Acercó los labios a la abertura y gritó:
– ¿Me oye alguien?
No hubo contestación.
Por la mañana había aparecido una luz por encima de su cabeza. Brillaba como una estrella distante. Habían hecho un agujero en la caja para que entrara el aire. Ben puso un ojo delante y vio un pequeño disco de color azul al final de un tubo.
– ¡Estoy aquí abajo! ¡Auxilio! ¡Socorro! No hubo contestación.
– ¡SOCORRO!
Ben había logrado arrancarse la cinta de las muñecas y las piernas. Desesperado, se había puesto a dar patadas contra las paredes como un bebé en plena rabieta y había intentado abrir la tapa haciendo fuerza con todo el cuerpo. Se retorció como un gusano en una acera recalentada porque creía que los bichos se lo comían vivo.
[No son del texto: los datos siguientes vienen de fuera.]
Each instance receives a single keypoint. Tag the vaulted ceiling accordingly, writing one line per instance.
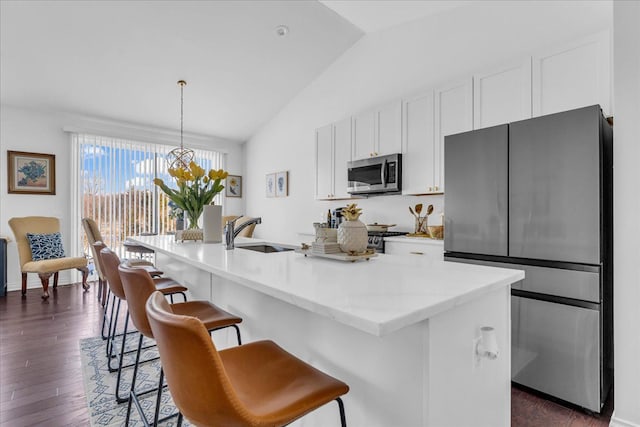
(121, 60)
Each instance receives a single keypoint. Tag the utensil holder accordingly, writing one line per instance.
(421, 225)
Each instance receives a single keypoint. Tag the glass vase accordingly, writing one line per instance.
(193, 217)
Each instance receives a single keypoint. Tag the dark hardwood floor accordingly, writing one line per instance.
(41, 378)
(40, 373)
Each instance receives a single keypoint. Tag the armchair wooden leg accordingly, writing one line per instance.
(24, 284)
(85, 274)
(44, 278)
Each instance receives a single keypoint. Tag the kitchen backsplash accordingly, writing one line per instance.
(390, 209)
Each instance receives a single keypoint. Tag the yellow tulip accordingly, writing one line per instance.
(197, 171)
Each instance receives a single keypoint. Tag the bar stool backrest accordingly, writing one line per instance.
(110, 262)
(194, 369)
(138, 287)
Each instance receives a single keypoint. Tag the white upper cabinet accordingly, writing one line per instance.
(333, 151)
(502, 95)
(364, 135)
(389, 129)
(418, 154)
(453, 114)
(378, 132)
(341, 156)
(324, 162)
(572, 76)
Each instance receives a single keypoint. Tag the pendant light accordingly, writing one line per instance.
(180, 157)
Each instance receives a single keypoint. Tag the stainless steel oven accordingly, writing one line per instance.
(375, 175)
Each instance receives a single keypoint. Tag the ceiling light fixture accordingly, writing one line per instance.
(282, 30)
(180, 157)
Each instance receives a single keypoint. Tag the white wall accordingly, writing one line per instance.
(386, 65)
(42, 132)
(626, 153)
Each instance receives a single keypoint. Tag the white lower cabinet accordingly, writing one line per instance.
(414, 246)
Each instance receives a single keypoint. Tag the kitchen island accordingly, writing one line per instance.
(401, 331)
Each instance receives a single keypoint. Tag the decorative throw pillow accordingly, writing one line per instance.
(45, 246)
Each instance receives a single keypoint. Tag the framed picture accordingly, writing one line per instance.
(234, 186)
(282, 184)
(31, 173)
(270, 185)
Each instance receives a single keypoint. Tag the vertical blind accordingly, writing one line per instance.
(113, 180)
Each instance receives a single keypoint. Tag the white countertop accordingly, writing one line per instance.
(378, 296)
(423, 240)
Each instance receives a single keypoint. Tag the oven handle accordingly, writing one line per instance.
(383, 173)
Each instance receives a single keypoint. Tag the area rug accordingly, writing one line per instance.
(99, 386)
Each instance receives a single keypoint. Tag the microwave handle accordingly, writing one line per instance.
(383, 173)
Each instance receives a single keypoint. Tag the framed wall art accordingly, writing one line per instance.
(31, 173)
(282, 184)
(234, 186)
(270, 185)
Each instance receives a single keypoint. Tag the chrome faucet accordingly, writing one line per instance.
(230, 232)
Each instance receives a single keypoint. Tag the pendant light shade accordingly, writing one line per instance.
(180, 157)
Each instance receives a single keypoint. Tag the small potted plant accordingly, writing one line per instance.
(352, 233)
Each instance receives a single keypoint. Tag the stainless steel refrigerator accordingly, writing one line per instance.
(537, 195)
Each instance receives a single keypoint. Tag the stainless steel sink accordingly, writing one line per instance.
(266, 248)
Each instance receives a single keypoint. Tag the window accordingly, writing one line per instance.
(114, 186)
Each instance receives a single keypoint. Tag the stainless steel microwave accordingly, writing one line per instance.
(375, 175)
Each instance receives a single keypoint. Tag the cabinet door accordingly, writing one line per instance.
(429, 250)
(363, 135)
(341, 155)
(324, 161)
(418, 158)
(454, 114)
(572, 76)
(389, 129)
(502, 95)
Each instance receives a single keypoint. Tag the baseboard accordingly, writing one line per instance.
(618, 422)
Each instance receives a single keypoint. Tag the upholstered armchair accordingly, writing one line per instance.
(43, 254)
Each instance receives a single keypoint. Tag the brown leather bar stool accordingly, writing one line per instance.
(96, 247)
(93, 234)
(255, 384)
(138, 287)
(110, 263)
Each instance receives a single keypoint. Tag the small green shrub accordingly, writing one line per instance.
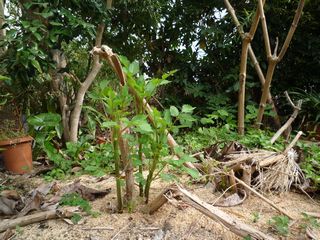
(280, 224)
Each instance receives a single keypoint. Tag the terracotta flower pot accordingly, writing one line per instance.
(17, 154)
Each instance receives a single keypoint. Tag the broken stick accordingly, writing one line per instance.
(233, 224)
(264, 198)
(296, 108)
(36, 217)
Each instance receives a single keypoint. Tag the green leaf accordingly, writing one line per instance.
(124, 61)
(168, 177)
(174, 111)
(55, 23)
(45, 120)
(144, 127)
(187, 108)
(36, 64)
(4, 78)
(108, 124)
(134, 67)
(192, 172)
Estaba absolutamente convencido de que Mike, Eric y el africano habían salido a comprar la cena a un McDonald's y un autobús sin frenos los había hecho papilla. Habían quedado aplastados, convertidos en una pasta roja con trocitos de huesos, y ahora nadie sabía que él estaba atrapado en aquella caja asquerosa. Iba a morirse de hambre y de sed y acabaría convertido en un personaje de Buffy, cazavampiros.
Perdió la noción del tiempo y se quedó medio adormilado. No sabía si seguía despierto o si soñaba.
– ¡SOCORRO! ¡ESTOY AQuí ABAJO! ¡SOCORRO, SACADME DE AQUÍ!
Nadie contestó.
– ¡MAMÁAAAAAAA!
Ben sintió que algo le daba en el pie y pegó un brinco como si diez mil voltios de corriente hubieran recorrido su cuerpo.
– ¡Venga, chaval! ¡Deja de lloriquear!
La Reina de la Culpa estaba tumbada en un extremo de la caja, apoyada sobre un codo: era una joven muy guapa de cabello negro y sedoso, piernas largas y doradas y pechos voluptuosos que se salían de una camiseta cortísima. No parecía muy contenta.
Ben pegó un chillido y la Reina se tapó los oídos.
– ¡Joder, cómo berreas!
– ¡No eres de verdad! ¡Eres un juego!
– Entonces esto no va a dolerte.
La Reina le retorció un pie. Con fuerza.
– ¡Ay! -exclamó Ben, y retrocedió de golpe, arrastrándose, sin posibilidad de ir a ninguna parte. ¡No podía ser verdad! ¡Estaba atrapado en una pesadilla!
La Reina se sonrió con una mueca cruel y después lo tocó con la punta de una resplandeciente bota de vinilo.
– ¿Te parece que no soy de verdad, guapo? Vale, muy bien. ¿Notas esto?
– ¡No!
Ella enarcó las cejas con aire de superioridad y le acarició la pierna con la bota.